Larson 1 South - cognitive skill deficits
Larson 1 South provides services for up to 16 mentally ill patients, male or female, who exhibit lower cognitive functioning and who have assessed need for skill building related to independent functioning skills. Programming focus is on skill development and behavioral skills related to community living. Treatment is provided in the areas of anger management, adult daily living skills, coping skills, recreation and leisure skills, interpersonal skills, and as appropriate, adult basic education. These programs are provided by members of the interdisciplinary team and are based upon the individual needs of the patients. The interdisciplinary team focuses on assisting the patient in gaining control of their behavior while learning skills necessary for placement in the least restrictive environment. Treatment outcome measures include completion of a series of hierarchically ordered, therapeutic tasks.
Larson 2 South - competency restoration and continued stabilization
Larson 2 South is a 22 bed female unit.
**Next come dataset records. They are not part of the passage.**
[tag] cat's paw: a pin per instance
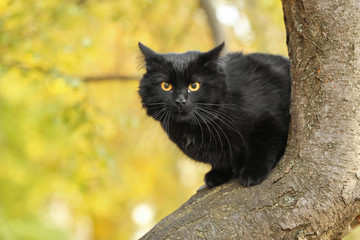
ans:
(250, 176)
(216, 178)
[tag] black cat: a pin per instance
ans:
(231, 111)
Programming focus for these individuals is on restoration of competency, stabilization of psychiatric symptoms and stabilization of maladaptive behaviors. Treatment focus is in the areas of competency restoration, coping skills, social skills, recreation and leisure skills, adult daily living skills, and vocational and adult basic education as indicated. These programs are provided by members of the interdisciplinary team and are based upon the individual needs of the patients. The interdisciplinary team focuses on assisting the patient in gaining control of behavior while learning skills necessary for placement in the least restrictive environment. Treatment outcome measures include completion of a series of hierarchically ordered, therapeutic tasks.
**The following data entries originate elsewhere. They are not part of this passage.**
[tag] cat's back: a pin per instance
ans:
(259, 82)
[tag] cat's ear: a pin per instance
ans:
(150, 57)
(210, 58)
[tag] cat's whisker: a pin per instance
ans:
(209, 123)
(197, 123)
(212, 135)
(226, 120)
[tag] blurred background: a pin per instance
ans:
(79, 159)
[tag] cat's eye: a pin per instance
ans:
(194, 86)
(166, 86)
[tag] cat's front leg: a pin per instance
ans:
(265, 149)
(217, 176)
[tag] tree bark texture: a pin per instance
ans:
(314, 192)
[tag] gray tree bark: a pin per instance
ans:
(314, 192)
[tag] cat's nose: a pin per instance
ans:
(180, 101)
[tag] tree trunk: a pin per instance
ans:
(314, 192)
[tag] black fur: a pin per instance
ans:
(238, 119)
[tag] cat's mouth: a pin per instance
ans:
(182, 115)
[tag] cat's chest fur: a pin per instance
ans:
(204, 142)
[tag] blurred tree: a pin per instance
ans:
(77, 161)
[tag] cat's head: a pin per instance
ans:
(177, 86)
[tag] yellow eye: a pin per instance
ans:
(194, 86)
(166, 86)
Larson 2 North - sexual responsibility
The sexual responsibility unit is a 22-bed unit for male patients who have identified sexual problems relating to predatory or victimization issues as well as mental illness. These patients exhibit a wide range of psychiatric symptoms and require various levels of supervision. Treatment is provided for the express purpose of assisting them to manage individualized dynamic risk factors for sexual re-offense sufficiently for safe community placement. Treatment outcome measures include reduction of dynamic risk factors for sexual reoffending and completion of a series of hierarchically ordered, therapeutic tasks. This is accomplished utilizing an interdisciplinary approach. Individual and group psychotherapy relating to sexual responsibility issues are a major focus of the treatment provided. Programming related to coping skills, recreation/leisure, vocational skills and adult basic education is also provided as identified by assessed need.